To accept: to begin anew and to find freedom in a galaxy of possibilities—all of which seemed as bright and tantalizing as the stars that shown past the brim of the fire's soft glow. Power, influence, and control—at least partially—of the direction the First Order would take. Perhaps she could shift its intentions and that of Ben's into one that really was for the betterment of the galaxy. But what were the odds, and what would she gain for giving up such a large portion of her current moral compass?

She would be giving up on the Resistance—on Leia, on Han and Chewie, and on what she knew to be the right thing to fight for. But what did she really owe them, especially after only knowing them all for less than a week? She was not subject to their will—hers was her own. She was fond of them, to be sure, but not devoted. She had hoped Luke would be the one to solidify her trust in their cause, and as she lifted her hand, slowly, her conflicted thoughts came back to the former Jedi, and his lightsaber at Ben's side.

This sparked something inside her.
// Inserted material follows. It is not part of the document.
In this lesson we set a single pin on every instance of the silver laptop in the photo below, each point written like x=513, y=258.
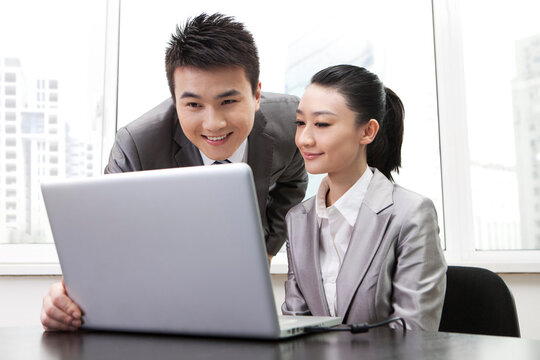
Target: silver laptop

They were not pleasant thoughts. They were of rejection and abandonment, of an old man too scared to let the past die, and to fight for a new hope.

 _Let the past die. Kill it, if you have to. That's the only way to become what you are meant to be._

Ben's previously spoken words stopped her hand's rising motion. He was right, more right then she had given him credit for. Only now had she realized what a burden her past was. Her fantastical family reunion, her dreams of a gorgeous green island and of an old sage who inhabited it—Luke…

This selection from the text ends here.